Torawimpel (Mappa)



In die jüdische Gemeinschaft werden Mädchen mit 4 Wochen durch die Namensgebung in der Synagoge und Jungen am 8. Tag durch die Beschneidung aufgenommen. Bis ins 20. Jahrhundert hinein gibt es den Brauch, nach der Beschneidung aus der gereinigten und in Streifen geschnittenen Beschneidungswindel ein Tuch zu nähen. Dieser sogenannte Wimpel wird mit Lebensstationen und Daten des Jungen verziert und dient in der Synagoge als Wickelband für die Torarolle. Mancherorts wird heute diese Tradition wiederbelebt.
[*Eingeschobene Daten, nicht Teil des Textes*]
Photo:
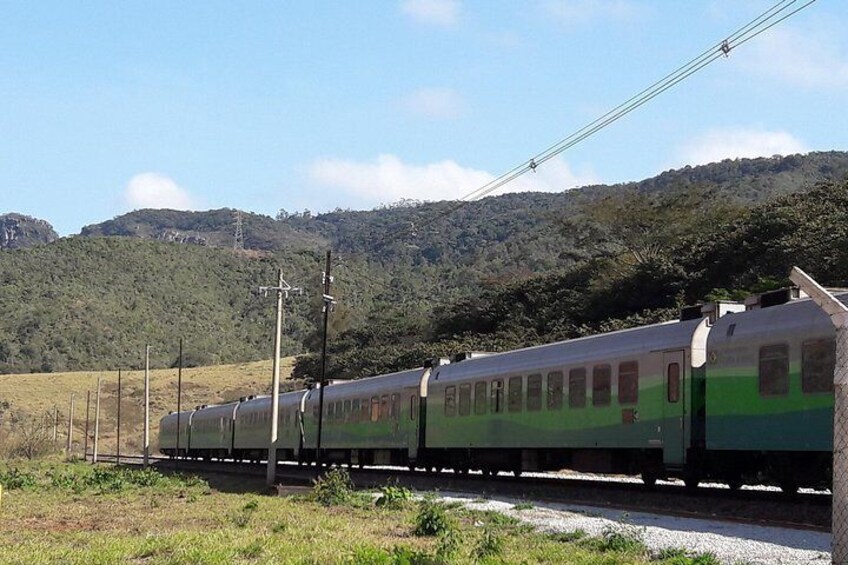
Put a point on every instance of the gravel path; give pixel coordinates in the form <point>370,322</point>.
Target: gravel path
<point>731,543</point>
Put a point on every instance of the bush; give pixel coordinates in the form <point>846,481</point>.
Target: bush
<point>333,488</point>
<point>15,479</point>
<point>432,519</point>
<point>624,538</point>
<point>394,496</point>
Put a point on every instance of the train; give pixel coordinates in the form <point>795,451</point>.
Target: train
<point>739,393</point>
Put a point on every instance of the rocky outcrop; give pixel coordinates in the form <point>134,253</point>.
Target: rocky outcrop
<point>18,231</point>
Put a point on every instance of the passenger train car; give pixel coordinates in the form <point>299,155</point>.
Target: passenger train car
<point>736,393</point>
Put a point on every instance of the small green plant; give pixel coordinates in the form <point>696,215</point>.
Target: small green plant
<point>623,538</point>
<point>448,546</point>
<point>491,544</point>
<point>252,550</point>
<point>333,488</point>
<point>432,518</point>
<point>569,537</point>
<point>679,556</point>
<point>394,496</point>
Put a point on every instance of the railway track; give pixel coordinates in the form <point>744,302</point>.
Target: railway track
<point>805,511</point>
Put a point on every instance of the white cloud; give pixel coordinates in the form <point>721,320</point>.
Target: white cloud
<point>816,59</point>
<point>734,143</point>
<point>388,179</point>
<point>437,103</point>
<point>152,190</point>
<point>435,12</point>
<point>584,11</point>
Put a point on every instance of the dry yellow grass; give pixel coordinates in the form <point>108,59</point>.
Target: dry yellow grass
<point>36,394</point>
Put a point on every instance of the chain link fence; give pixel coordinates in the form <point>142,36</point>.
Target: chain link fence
<point>839,527</point>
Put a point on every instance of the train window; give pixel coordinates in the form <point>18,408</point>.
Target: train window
<point>601,385</point>
<point>465,399</point>
<point>384,407</point>
<point>497,396</point>
<point>555,390</point>
<point>818,362</point>
<point>480,397</point>
<point>515,392</point>
<point>375,408</point>
<point>673,390</point>
<point>774,370</point>
<point>628,382</point>
<point>534,392</point>
<point>450,401</point>
<point>394,409</point>
<point>577,388</point>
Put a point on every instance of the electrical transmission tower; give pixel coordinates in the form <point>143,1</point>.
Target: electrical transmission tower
<point>238,237</point>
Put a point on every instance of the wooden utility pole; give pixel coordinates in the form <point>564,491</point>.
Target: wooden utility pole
<point>146,405</point>
<point>118,443</point>
<point>96,422</point>
<point>282,289</point>
<point>87,418</point>
<point>70,446</point>
<point>328,303</point>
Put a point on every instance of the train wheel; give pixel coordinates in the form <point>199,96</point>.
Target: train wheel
<point>691,483</point>
<point>789,487</point>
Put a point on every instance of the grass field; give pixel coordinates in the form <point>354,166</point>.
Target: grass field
<point>36,394</point>
<point>78,514</point>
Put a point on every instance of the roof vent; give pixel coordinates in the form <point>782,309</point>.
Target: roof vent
<point>774,298</point>
<point>437,362</point>
<point>467,355</point>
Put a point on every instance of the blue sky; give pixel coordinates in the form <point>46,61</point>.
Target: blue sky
<point>106,107</point>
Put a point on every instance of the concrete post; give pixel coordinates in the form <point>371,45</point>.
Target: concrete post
<point>839,317</point>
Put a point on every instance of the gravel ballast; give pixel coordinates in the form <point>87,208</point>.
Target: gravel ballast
<point>731,543</point>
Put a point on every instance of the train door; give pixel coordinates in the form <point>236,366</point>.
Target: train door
<point>412,426</point>
<point>673,429</point>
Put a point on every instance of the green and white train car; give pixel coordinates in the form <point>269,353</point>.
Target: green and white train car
<point>253,427</point>
<point>371,421</point>
<point>168,433</point>
<point>212,431</point>
<point>769,411</point>
<point>622,402</point>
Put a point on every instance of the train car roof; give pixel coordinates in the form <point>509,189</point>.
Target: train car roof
<point>379,383</point>
<point>173,415</point>
<point>777,320</point>
<point>263,402</point>
<point>622,343</point>
<point>216,410</point>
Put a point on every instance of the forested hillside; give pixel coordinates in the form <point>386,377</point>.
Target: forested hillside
<point>651,268</point>
<point>414,281</point>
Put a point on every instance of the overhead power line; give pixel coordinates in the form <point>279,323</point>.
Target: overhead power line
<point>779,12</point>
<point>765,21</point>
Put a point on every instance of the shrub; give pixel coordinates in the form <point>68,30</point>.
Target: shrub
<point>432,518</point>
<point>333,488</point>
<point>490,545</point>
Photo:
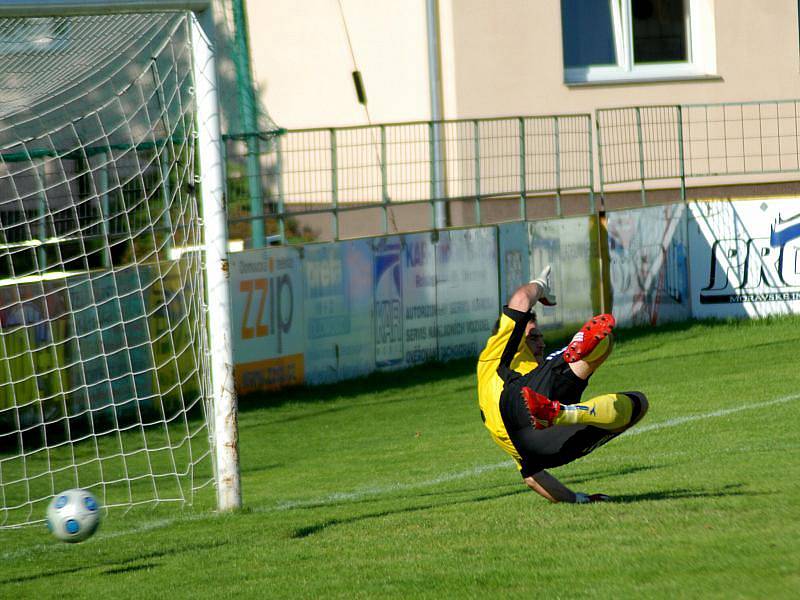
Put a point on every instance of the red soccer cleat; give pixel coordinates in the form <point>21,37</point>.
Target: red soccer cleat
<point>592,333</point>
<point>542,409</point>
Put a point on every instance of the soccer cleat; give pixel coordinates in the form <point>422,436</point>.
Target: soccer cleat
<point>543,410</point>
<point>590,335</point>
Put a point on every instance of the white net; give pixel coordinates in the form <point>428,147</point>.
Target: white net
<point>104,381</point>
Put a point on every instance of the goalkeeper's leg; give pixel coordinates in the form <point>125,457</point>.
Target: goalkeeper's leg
<point>612,412</point>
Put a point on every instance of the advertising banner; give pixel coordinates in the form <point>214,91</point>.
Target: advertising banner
<point>515,258</point>
<point>467,290</point>
<point>338,292</point>
<point>648,262</point>
<point>419,299</point>
<point>267,318</point>
<point>565,245</point>
<point>388,300</point>
<point>745,258</point>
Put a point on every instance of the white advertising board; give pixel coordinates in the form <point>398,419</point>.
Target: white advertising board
<point>515,258</point>
<point>267,318</point>
<point>565,245</point>
<point>467,290</point>
<point>648,262</point>
<point>338,292</point>
<point>745,258</point>
<point>419,299</point>
<point>387,264</point>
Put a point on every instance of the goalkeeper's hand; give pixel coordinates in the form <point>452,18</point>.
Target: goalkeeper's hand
<point>547,297</point>
<point>581,498</point>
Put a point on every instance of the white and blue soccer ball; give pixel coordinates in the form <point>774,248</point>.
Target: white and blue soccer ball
<point>73,515</point>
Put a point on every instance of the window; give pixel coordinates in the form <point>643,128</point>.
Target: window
<point>636,40</point>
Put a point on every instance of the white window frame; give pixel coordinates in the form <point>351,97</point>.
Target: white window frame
<point>701,50</point>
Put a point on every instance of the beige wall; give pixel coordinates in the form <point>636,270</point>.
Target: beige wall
<point>303,67</point>
<point>499,58</point>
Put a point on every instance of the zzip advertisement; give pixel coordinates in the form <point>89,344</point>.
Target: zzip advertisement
<point>267,318</point>
<point>745,258</point>
<point>648,262</point>
<point>565,245</point>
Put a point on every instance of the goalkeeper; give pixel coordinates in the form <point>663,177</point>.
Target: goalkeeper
<point>532,406</point>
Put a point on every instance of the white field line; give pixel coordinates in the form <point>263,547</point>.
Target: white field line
<point>357,495</point>
<point>717,413</point>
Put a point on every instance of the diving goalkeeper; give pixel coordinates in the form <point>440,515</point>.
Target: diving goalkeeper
<point>532,406</point>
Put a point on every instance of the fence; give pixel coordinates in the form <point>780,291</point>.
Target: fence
<point>337,170</point>
<point>696,141</point>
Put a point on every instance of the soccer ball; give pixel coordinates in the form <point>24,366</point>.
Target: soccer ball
<point>73,516</point>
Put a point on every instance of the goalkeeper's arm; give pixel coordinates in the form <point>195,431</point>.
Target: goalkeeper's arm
<point>537,290</point>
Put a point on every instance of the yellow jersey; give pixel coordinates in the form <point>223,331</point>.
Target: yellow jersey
<point>490,384</point>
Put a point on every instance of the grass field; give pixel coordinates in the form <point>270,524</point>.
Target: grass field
<point>390,487</point>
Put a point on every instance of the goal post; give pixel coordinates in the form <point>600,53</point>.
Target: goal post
<point>116,369</point>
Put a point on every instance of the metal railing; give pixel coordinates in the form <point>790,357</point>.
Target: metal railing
<point>337,170</point>
<point>694,141</point>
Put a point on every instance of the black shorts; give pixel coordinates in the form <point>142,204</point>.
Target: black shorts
<point>555,446</point>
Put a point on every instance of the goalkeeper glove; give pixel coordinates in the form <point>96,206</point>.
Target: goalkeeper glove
<point>548,298</point>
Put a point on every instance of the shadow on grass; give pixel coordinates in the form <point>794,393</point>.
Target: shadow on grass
<point>683,494</point>
<point>115,567</point>
<point>379,383</point>
<point>676,494</point>
<point>609,473</point>
<point>303,532</point>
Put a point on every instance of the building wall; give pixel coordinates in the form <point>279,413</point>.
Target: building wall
<point>498,58</point>
<point>303,66</point>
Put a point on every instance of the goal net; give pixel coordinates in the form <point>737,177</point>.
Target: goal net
<point>105,361</point>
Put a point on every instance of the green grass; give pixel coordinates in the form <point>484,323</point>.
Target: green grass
<point>390,487</point>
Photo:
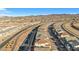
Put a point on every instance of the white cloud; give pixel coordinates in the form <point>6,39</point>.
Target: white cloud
<point>4,12</point>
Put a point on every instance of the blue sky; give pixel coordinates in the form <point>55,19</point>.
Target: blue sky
<point>36,11</point>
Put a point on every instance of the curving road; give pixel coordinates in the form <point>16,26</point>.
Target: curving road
<point>67,27</point>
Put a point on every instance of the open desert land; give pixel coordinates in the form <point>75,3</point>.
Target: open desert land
<point>55,32</point>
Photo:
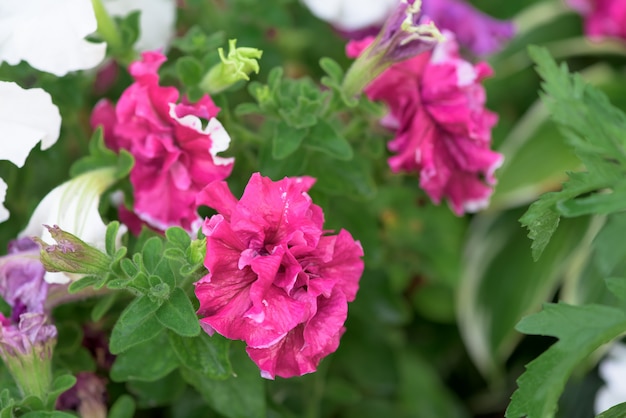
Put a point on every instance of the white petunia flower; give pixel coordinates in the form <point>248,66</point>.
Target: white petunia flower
<point>73,206</point>
<point>49,35</point>
<point>612,370</point>
<point>26,117</point>
<point>351,15</point>
<point>156,22</point>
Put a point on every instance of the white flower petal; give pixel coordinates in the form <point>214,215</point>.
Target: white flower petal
<point>156,21</point>
<point>26,117</point>
<point>73,206</point>
<point>49,35</point>
<point>352,14</point>
<point>4,213</point>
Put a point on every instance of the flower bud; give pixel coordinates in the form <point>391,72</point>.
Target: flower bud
<point>404,35</point>
<point>236,66</point>
<point>71,255</point>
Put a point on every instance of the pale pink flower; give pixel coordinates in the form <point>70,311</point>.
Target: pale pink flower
<point>603,18</point>
<point>443,131</point>
<point>276,281</point>
<point>175,156</point>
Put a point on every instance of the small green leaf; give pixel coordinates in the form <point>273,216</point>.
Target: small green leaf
<point>241,395</point>
<point>331,68</point>
<point>286,140</point>
<point>81,284</point>
<point>178,314</point>
<point>325,138</point>
<point>617,286</point>
<point>102,306</point>
<point>59,385</point>
<point>124,407</point>
<point>207,355</point>
<point>189,70</point>
<point>617,411</point>
<point>136,324</point>
<point>148,361</point>
<point>581,330</point>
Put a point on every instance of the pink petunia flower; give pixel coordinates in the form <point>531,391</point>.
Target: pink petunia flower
<point>603,18</point>
<point>175,156</point>
<point>276,281</point>
<point>443,131</point>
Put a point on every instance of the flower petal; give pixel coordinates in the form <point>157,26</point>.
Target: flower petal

Titel: Torawimpel Nathan bar Chajjim
Datierung: 1888
Material: Leinen, bemalt
Maße: 18 x 360 cm
Urheber: unbekannt
Auftraggeber: unbekannt

Unter den Textilfunden befinden sich viele Torawimpel, von denen sechs vollständig erhalten sind. Zwanzig weitere sind fragmentarisch vorhanden. Der Älteste stammt von 1633. Überwiegend sind sie bestickt. Drei sind bemalt, so wie der hier gezeigte Wimpel von Nathan bar Chajim, der in gutem Zustand ist. Die formelhafte Inschrift des hebräischen Spruchbands lautet in Übersetzung: „Nathan, Sohn des Chajjim, geboren unter einem glücklichen Stern am heiligen Schabbat am 28. Tag im Siwan, im Jahr 648 nach der kleinen Zählung [7. Juni 1888], der Herr lasse ihn heranwachsen zur Tora, zur Chuppa und zu guten Taten. Amen Sela.“

Der Wimpel trägt gängige Bildsymbole: Die Abbildung der Torarolle symbolisiert den Wunsch, dass er ein frommes Gemeindemitglied werden soll. Der Hochzeitsbaldachin (Chuppa) steht für bevorstehendes Eheglück und erhoffte Nachkommenschaft. Ungewöhnlich ist die Darstellung der Gesetzestafeln. Die Tafeln gelten als Sinnbild für die 5 Bücher Moses (Tora). Deshalb, so vermutet man, geben die Tafeln einen Hinweis auf seinen Geburtstag am Schabbat: da wöchentlich beim Schabbatgottesdienst aus der Tora gelesen wird.

Weiterführende Literatur:

Linda Wiesner: Der Textilfund. In: Falk Wiesemann (Hrsg.): Zeugnisse jüdischen Lebens in Niederzissen. Genisa-Funde in der ehemaligen Synagoge. Kultur- und Heimatverein Niederzissen, Niederzissen 2012.